Antelope Island looked as though it was more “on our way” than Great Salt Lake State Park, since it’s northwest of the city and we’d be traveling northward on our way to Yellowstone, but when I put them both into Google Maps, I realized that Great Salt Lake State Park was actually significantly closer, because to get to Antelope Island, you actually have to go north and then back south again. So, since we were facing a seven-hour trip (six hours if we were going direct, but we were planning to stop in Promontory to visit the Golden Spike National Monument), we opted for the easier-to-access destination.

Great Salt Lake, 2016
The Great Salt Lake, 2016. The water was particularly low this year.

So we headed out. After a brief stop at the store for provisions, we hit Interstate 80 towards Magna. It turned out that Great Salt Lake State Park was probably the better choice for two reasons aside from the shorter commute time.

First, I had read about Saltair, a Victorian-era resort where Mormon dating couples could go swimming and dancing without worrying about their reputations because there were Mormon chaperones everywhere. I did not realize that Saltair had been in that section of the lake. I say “had been” because the original Saltair was destroyed by a fire in 1925. The building at the exit from Interstate 80 is not exactly where the original Saltair had been; the original was two miles farther east, but it was close enough in my opinion.

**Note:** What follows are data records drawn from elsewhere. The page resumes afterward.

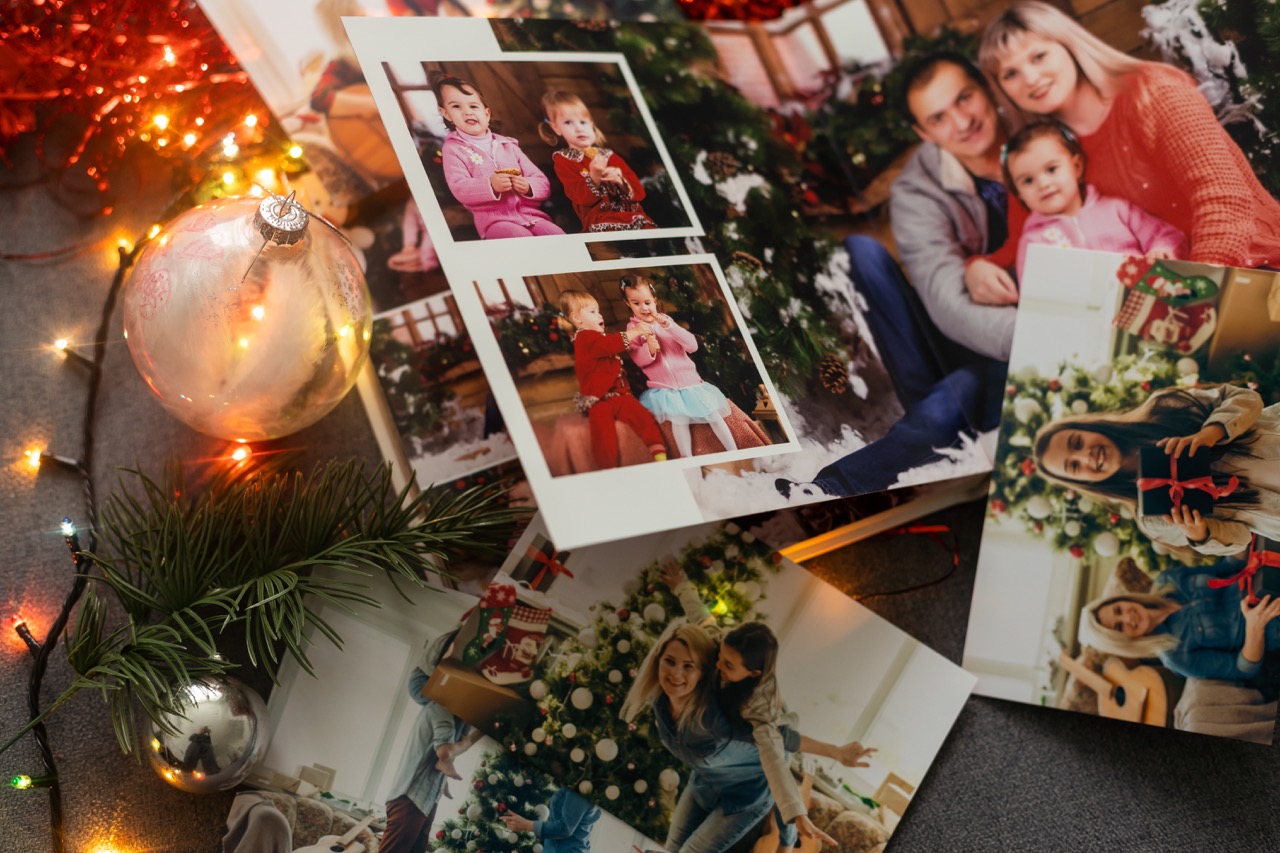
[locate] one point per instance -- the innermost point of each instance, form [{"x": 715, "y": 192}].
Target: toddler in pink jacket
[
  {"x": 676, "y": 393},
  {"x": 488, "y": 172},
  {"x": 1045, "y": 169}
]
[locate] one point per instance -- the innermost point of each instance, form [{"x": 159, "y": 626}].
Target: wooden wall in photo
[
  {"x": 1116, "y": 22},
  {"x": 513, "y": 92}
]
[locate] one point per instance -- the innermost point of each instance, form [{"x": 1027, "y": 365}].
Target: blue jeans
[
  {"x": 695, "y": 829},
  {"x": 944, "y": 387}
]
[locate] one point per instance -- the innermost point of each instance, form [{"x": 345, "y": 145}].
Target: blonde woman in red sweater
[{"x": 1147, "y": 131}]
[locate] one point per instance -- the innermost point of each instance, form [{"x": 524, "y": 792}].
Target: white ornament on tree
[{"x": 1106, "y": 544}]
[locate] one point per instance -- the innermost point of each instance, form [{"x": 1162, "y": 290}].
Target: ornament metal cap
[{"x": 282, "y": 219}]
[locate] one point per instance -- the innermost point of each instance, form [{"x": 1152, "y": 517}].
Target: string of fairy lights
[{"x": 133, "y": 74}]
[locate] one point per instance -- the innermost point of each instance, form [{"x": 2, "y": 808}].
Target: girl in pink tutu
[{"x": 676, "y": 393}]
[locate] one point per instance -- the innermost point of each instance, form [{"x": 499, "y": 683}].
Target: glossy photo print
[{"x": 1129, "y": 556}]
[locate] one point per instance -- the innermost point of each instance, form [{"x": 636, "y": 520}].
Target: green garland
[
  {"x": 730, "y": 569},
  {"x": 1068, "y": 520},
  {"x": 714, "y": 135},
  {"x": 243, "y": 559}
]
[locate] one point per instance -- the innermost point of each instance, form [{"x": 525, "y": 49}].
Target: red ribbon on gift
[
  {"x": 1244, "y": 576},
  {"x": 549, "y": 564},
  {"x": 1176, "y": 488}
]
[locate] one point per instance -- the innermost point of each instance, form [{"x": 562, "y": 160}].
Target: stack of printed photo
[{"x": 705, "y": 291}]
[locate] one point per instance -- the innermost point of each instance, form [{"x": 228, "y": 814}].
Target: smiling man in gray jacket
[{"x": 944, "y": 342}]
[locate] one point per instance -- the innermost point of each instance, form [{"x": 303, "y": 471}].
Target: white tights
[{"x": 685, "y": 443}]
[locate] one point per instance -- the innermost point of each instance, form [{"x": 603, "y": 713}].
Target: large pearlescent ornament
[{"x": 247, "y": 319}]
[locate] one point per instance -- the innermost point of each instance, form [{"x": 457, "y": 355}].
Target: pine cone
[
  {"x": 833, "y": 374},
  {"x": 722, "y": 165}
]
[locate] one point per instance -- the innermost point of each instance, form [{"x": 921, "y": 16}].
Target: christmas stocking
[
  {"x": 1184, "y": 329},
  {"x": 494, "y": 607},
  {"x": 526, "y": 630},
  {"x": 1165, "y": 284}
]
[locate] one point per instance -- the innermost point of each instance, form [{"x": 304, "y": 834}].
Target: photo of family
[
  {"x": 1129, "y": 555},
  {"x": 635, "y": 364},
  {"x": 535, "y": 149},
  {"x": 408, "y": 776},
  {"x": 703, "y": 689}
]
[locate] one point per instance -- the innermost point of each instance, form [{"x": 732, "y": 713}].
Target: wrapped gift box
[
  {"x": 540, "y": 565},
  {"x": 1266, "y": 580},
  {"x": 1155, "y": 466},
  {"x": 475, "y": 698}
]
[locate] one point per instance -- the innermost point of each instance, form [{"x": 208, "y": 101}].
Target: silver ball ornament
[{"x": 246, "y": 319}]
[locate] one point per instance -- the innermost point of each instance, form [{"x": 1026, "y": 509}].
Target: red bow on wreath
[
  {"x": 548, "y": 562},
  {"x": 1176, "y": 488},
  {"x": 1244, "y": 576}
]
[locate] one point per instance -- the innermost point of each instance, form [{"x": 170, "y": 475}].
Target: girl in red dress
[{"x": 604, "y": 191}]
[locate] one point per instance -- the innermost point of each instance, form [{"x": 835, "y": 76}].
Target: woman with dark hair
[
  {"x": 1196, "y": 629},
  {"x": 1150, "y": 135},
  {"x": 1098, "y": 455}
]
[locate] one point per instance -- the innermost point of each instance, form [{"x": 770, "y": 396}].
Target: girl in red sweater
[
  {"x": 604, "y": 191},
  {"x": 604, "y": 396}
]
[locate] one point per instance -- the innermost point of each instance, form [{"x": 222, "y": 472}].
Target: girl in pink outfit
[
  {"x": 1043, "y": 167},
  {"x": 487, "y": 172},
  {"x": 676, "y": 393}
]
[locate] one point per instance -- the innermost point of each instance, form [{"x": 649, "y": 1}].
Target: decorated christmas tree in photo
[{"x": 577, "y": 735}]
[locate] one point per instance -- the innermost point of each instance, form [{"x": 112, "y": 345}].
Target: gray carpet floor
[{"x": 1010, "y": 778}]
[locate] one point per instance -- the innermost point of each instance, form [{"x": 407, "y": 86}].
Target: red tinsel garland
[
  {"x": 106, "y": 69},
  {"x": 736, "y": 9}
]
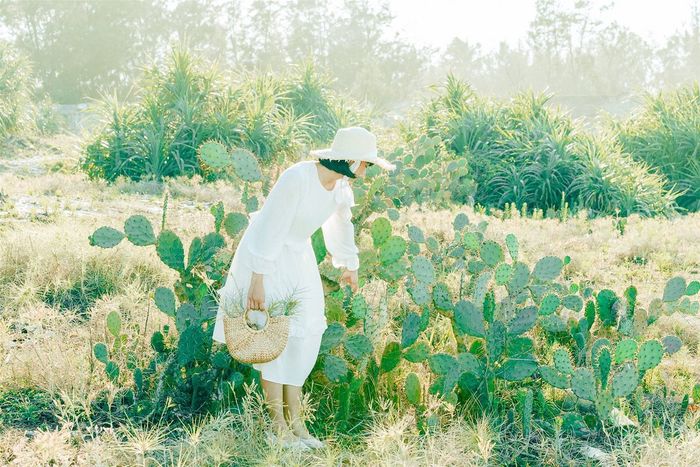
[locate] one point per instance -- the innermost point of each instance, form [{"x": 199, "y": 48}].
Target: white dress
[{"x": 277, "y": 244}]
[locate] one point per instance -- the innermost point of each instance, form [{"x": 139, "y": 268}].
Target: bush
[{"x": 666, "y": 135}]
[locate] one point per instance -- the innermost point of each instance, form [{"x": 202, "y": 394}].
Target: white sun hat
[{"x": 353, "y": 143}]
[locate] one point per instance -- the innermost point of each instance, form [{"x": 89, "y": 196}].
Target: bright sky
[{"x": 436, "y": 22}]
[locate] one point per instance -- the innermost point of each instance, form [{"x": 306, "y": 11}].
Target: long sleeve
[
  {"x": 339, "y": 236},
  {"x": 271, "y": 224}
]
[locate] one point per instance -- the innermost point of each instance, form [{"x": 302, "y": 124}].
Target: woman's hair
[{"x": 340, "y": 166}]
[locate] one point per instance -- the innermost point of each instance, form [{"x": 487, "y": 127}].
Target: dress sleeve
[
  {"x": 273, "y": 221},
  {"x": 339, "y": 236}
]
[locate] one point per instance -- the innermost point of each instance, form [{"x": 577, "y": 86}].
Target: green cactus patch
[
  {"x": 625, "y": 380},
  {"x": 245, "y": 164},
  {"x": 583, "y": 383},
  {"x": 491, "y": 253},
  {"x": 105, "y": 237},
  {"x": 548, "y": 268},
  {"x": 650, "y": 354}
]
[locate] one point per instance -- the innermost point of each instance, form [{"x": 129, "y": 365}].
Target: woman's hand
[
  {"x": 256, "y": 293},
  {"x": 350, "y": 278}
]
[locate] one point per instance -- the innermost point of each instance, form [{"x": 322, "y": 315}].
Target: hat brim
[{"x": 328, "y": 153}]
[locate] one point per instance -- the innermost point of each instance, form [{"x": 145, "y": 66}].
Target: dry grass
[{"x": 46, "y": 217}]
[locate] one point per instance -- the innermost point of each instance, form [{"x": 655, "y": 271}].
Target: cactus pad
[
  {"x": 468, "y": 319},
  {"x": 245, "y": 165},
  {"x": 523, "y": 321},
  {"x": 491, "y": 253},
  {"x": 549, "y": 304},
  {"x": 625, "y": 350},
  {"x": 672, "y": 344},
  {"x": 554, "y": 377},
  {"x": 105, "y": 237},
  {"x": 548, "y": 268},
  {"x": 625, "y": 380},
  {"x": 139, "y": 230},
  {"x": 649, "y": 355},
  {"x": 583, "y": 383},
  {"x": 423, "y": 269}
]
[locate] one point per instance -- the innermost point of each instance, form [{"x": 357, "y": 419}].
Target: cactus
[
  {"x": 523, "y": 321},
  {"x": 583, "y": 383},
  {"x": 380, "y": 230},
  {"x": 412, "y": 389},
  {"x": 512, "y": 245},
  {"x": 423, "y": 270},
  {"x": 549, "y": 304},
  {"x": 650, "y": 354},
  {"x": 674, "y": 290},
  {"x": 548, "y": 268},
  {"x": 491, "y": 253},
  {"x": 105, "y": 237},
  {"x": 625, "y": 350},
  {"x": 245, "y": 165},
  {"x": 139, "y": 231},
  {"x": 625, "y": 380},
  {"x": 410, "y": 329},
  {"x": 392, "y": 249}
]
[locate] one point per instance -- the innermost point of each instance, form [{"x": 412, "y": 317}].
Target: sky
[{"x": 436, "y": 22}]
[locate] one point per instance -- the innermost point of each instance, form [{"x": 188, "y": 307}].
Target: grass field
[{"x": 56, "y": 290}]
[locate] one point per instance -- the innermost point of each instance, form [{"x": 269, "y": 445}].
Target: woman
[{"x": 275, "y": 259}]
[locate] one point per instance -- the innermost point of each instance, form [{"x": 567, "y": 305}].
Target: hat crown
[{"x": 354, "y": 141}]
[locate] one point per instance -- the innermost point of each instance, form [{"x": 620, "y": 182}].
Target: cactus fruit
[
  {"x": 415, "y": 234},
  {"x": 625, "y": 350},
  {"x": 214, "y": 155},
  {"x": 574, "y": 303},
  {"x": 650, "y": 354},
  {"x": 583, "y": 383},
  {"x": 625, "y": 380},
  {"x": 417, "y": 352},
  {"x": 357, "y": 346},
  {"x": 523, "y": 321},
  {"x": 165, "y": 300},
  {"x": 672, "y": 344},
  {"x": 139, "y": 230},
  {"x": 412, "y": 389},
  {"x": 562, "y": 361},
  {"x": 503, "y": 273},
  {"x": 245, "y": 165},
  {"x": 334, "y": 368},
  {"x": 491, "y": 253},
  {"x": 675, "y": 289},
  {"x": 512, "y": 245},
  {"x": 468, "y": 319},
  {"x": 410, "y": 329},
  {"x": 392, "y": 249},
  {"x": 170, "y": 250},
  {"x": 554, "y": 377},
  {"x": 105, "y": 237},
  {"x": 548, "y": 268},
  {"x": 549, "y": 304},
  {"x": 234, "y": 223},
  {"x": 460, "y": 221}
]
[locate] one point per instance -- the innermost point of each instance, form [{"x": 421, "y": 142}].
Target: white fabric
[{"x": 277, "y": 244}]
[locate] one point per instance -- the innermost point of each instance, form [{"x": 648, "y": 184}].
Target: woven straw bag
[{"x": 249, "y": 345}]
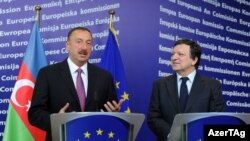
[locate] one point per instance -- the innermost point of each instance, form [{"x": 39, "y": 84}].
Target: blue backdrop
[{"x": 146, "y": 32}]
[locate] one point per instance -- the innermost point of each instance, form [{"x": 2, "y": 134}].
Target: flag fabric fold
[
  {"x": 112, "y": 62},
  {"x": 17, "y": 127}
]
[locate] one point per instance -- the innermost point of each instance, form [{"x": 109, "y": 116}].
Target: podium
[
  {"x": 95, "y": 126},
  {"x": 190, "y": 126}
]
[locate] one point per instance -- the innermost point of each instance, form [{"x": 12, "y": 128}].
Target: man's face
[
  {"x": 181, "y": 60},
  {"x": 79, "y": 46}
]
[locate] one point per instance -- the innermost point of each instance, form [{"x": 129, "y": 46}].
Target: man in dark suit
[
  {"x": 203, "y": 94},
  {"x": 55, "y": 88}
]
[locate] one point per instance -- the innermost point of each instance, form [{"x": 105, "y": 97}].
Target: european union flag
[
  {"x": 97, "y": 128},
  {"x": 112, "y": 62}
]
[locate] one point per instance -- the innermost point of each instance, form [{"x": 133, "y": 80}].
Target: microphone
[{"x": 96, "y": 100}]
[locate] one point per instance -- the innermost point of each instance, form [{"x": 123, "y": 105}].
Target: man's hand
[
  {"x": 64, "y": 108},
  {"x": 114, "y": 106}
]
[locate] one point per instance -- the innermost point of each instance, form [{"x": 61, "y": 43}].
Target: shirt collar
[{"x": 190, "y": 76}]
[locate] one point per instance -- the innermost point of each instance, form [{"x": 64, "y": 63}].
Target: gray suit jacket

The second was the Kennecott Utah Copper smelting plant, which is pretty much directly across the Interstate from the park. I had noticed the smokestack (the tallest man-made structure in Utah) from the air, and if we had gone to Antelope Island I may never have known what that smokestack belonged to).

I had read that, due to the brine shrimp and brine flies, it wasn’t really advisable to swim in the water, but when we arrived, I saw people in bathing suits rinsing off under a hose. And I thought, “I’m going to touch that water.”

We nosed around in the visitor’s center for a while and then headed outside. The lake was, well, a lake. There is a lovely little island not too far from shore, and there were a *lot* of brine flies on the shore. There are only two things that live near that water — brine shrimp in the water and brine flies near the shore. However, the brine flies attract (1) migratory birds and (2) spiders. I like spiders, so that part was cool for me.

I didn’t swim in the water (I still had a six-hour (it ended up being even longer) drive ahead of me), but I did wade in up to my ankles. The waves made nice Zen-garden-feeling patterns in the sand. I rinsed my feet off under the hose, but still felt like I needed to wash my hands. The restrooms were kind of dark, but seemed clean enough when I was there.

The observation deck is fully ADA-compliant, as are the restrooms, or so the website of the architect who designed them assures me. Unfortunately I couldn’t find a path down to the water that wasn’t rocky, so that seemed off-limits to wheelchair users.